Open position management is not just for fast markets. Rather, when you see that the market is moving, the currency pair or your property is suffering, you should check what is the cause. If the trading volume is increasing, but the market is not paying attention to it. We have to tell you that this means that your position spring is compressed and you can take another step towards increasing the volume. Of course, taking into account risk management and capital management.
But if the volume of transactions is decreasing and on the other hand, this position has taken a lot of time. Try to close your position and look for a fast currency pair or an active asset. Because otherwise, the cost of using your capital may increase. Be careful that you are wrong to keep capital in the financial market. Why the market is fluctuating and you are left behind.
Be careful, we are not going to make you feel left out of the market. Rather, we mean that you should try to focus on better trading opportunities. Note that in the financial market, our whole goal is to choose the best opportunity to trade. Our job and skills are slightly different from investing and you should understand this.
Open position management in Sharp Market
One of the things that some people choose for their trade. Using a forex calculator to manage open positions. But we have to tell you that this is wrong. Because your strategy as well as market conditions should tell you the amount of changes. We cannot change our position unlike Jet and market conditions..
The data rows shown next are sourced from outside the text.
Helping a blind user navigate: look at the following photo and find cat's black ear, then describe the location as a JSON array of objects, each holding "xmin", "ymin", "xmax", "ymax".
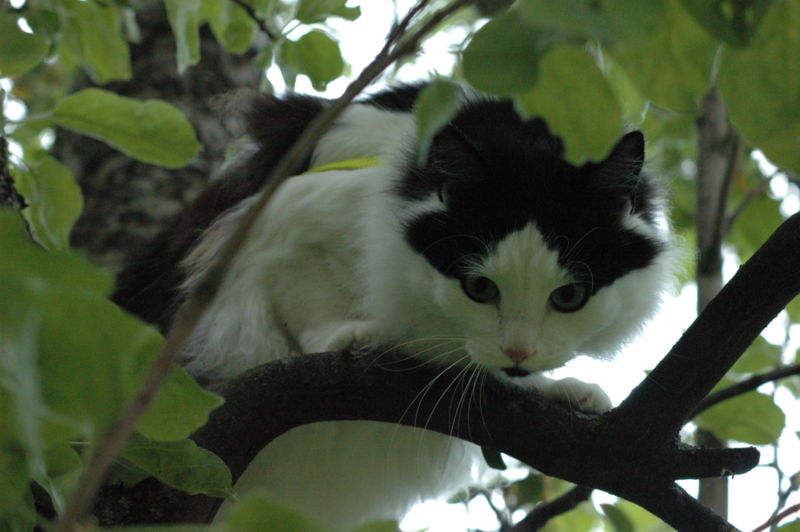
[{"xmin": 597, "ymin": 131, "xmax": 644, "ymax": 182}]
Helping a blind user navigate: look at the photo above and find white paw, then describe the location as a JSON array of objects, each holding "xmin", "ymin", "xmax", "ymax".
[
  {"xmin": 529, "ymin": 376, "xmax": 613, "ymax": 414},
  {"xmin": 325, "ymin": 321, "xmax": 376, "ymax": 351}
]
For example, you may be able to move your stop in the opposite direction based on the forex calculator and its data. Because your capital management parameters as well as your risk management parameters have changed. But the news and the shape and size of the candles tell you to close your position completely.
In this article, we briefly told you that open position management is an experimental matter. On the other hand, keep in mind that open position management will work for you if you can coordinate it with your trading strategy. This issue can only be implemented by backtesting and forward testing. Be careful that you can’t change the fate of the market and show a proper reaction just by reading one or two articles.
If you have any questions or challenges about any part of this article. On the other hand, keep in mind that all our efforts in the VIP digital currency trading team is to increase your speed and accuracy in trading.